Inspiration
Hospitals lose millions every year from expired medications, inventory imbalances, and slow manual workflows. At the same time, healthcare systems can’t safely hand over operational decisions to unrestricted AI — every action needs to be explainable, compliant, and traceable.
We built MedFlow to explore what a safe autonomous healthcare agent could actually look like in practice.
Instead of another chatbot or analytics dashboard, MedFlow acts more like an operational teammate for hospital pharmacies: monitoring inventory, identifying risks, reasoning through possible actions, and enforcing safety policies before anything gets executed.
Our focus wasn’t just automation — it was trustworthy automation.
What It Does
MedFlow is an autonomous pharmacy operations agent that:
- monitors medication inventory,
- detects expiration and compliance risks,
- analyzes evidence like recalls and temperature excursions,
- recommends or executes safe operational actions,
- escalates high-risk situations to pharmacists,
- and logs every decision with a full audit trail.
In our demo workflow:
- one hospital branch has insulin expiring soon,
- projected local demand is too low to use the supply safely,
- while another nearby branch is experiencing shortages.
MedFlow autonomously:
- detects the issue,
- analyzes inventory and demand patterns,
- checks compliance policies,
- determines the safest operational response,
- requests approval if necessary,
- executes the workflow,
- and stores the entire reasoning chain in persistent memory.
We also built live policy enforcement into the system.
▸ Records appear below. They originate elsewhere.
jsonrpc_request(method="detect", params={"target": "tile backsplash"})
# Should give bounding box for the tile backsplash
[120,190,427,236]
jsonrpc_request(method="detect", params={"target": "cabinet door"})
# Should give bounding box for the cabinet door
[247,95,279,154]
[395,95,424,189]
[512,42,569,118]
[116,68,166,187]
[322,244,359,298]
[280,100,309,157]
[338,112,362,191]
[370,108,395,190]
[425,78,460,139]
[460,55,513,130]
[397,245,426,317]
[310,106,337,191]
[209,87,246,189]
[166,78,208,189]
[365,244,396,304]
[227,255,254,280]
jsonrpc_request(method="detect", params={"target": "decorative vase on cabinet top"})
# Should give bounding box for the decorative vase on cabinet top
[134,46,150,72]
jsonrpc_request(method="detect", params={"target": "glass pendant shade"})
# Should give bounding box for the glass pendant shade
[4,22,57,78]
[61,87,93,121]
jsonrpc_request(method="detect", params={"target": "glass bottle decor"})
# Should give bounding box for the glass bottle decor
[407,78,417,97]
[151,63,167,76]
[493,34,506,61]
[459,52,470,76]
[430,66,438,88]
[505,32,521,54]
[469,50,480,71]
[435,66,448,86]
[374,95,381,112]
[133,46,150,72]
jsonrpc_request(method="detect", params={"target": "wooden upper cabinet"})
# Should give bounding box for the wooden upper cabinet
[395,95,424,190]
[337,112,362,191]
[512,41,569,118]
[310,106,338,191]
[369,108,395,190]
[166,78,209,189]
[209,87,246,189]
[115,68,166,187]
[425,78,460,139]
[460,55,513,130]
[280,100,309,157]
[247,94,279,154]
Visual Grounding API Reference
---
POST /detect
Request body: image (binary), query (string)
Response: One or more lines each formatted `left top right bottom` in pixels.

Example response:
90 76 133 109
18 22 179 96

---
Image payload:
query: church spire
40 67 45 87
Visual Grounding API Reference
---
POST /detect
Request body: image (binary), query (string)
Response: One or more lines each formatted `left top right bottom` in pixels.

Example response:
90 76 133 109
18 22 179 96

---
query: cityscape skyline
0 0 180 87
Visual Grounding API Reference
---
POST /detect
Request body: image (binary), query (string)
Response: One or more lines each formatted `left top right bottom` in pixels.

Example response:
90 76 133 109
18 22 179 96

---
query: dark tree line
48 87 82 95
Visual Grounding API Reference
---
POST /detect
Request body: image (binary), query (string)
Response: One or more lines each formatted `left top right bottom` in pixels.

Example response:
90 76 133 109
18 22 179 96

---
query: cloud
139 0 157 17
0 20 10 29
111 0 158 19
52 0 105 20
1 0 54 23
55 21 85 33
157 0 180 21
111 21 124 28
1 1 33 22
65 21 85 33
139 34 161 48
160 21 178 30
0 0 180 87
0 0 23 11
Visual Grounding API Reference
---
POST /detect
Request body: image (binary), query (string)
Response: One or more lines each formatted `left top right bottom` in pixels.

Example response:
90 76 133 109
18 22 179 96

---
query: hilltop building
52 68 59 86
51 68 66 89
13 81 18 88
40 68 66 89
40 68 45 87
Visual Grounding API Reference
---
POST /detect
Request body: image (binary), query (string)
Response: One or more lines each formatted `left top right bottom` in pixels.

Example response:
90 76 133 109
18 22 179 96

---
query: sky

If the agent attempts an unsafe or non-compliant action, NemoClaw blocks the workflow immediately.
How We Built It
Frontend
- React 19
- TanStack Start
- TypeScript
- Tailwind CSS
The frontend dashboard displays:
- live inventory monitoring,
- medication risk alerts,
- agent reasoning,
- approval workflows,
- and audit logs.
Backend
- Python
- FastAPI
- SQLite
The backend handles:
- inventory APIs,
- persistent memory,
- workflow orchestration,
- audit logging,
- and tool execution.
AI Stack
- NVIDIA Nemotron for reasoning and planning
- NanoOmni for evidence analysis
- NemoClaw for policy enforcement
- OpenClaw for autonomous tool execution
We deployed the system on NVIDIA Brev using an L40 GPU instance with 48GB VRAM for accelerated inference and orchestration.
We also used several specialized Nemotron workflows for:
- triage,
- compliance analysis,
- pattern recognition,
- and operational reasoning.
Architecture
Inventory → AI Reasoning → Policy Enforcement → Tool Execution → Audit Memory
Expanded workflow:
Hospital Inventory Systems
↓
OpenClaw Autonomous Agent
↓
NVIDIA Nemotron Reasoning Layer
↓
NemoClaw Safety & Compliance Policies
↓
Operational Tool Execution
↓
Persistent Audit & Memory Storage
Challenges We Ran Into
The hardest part of building MedFlow was balancing autonomy with safety.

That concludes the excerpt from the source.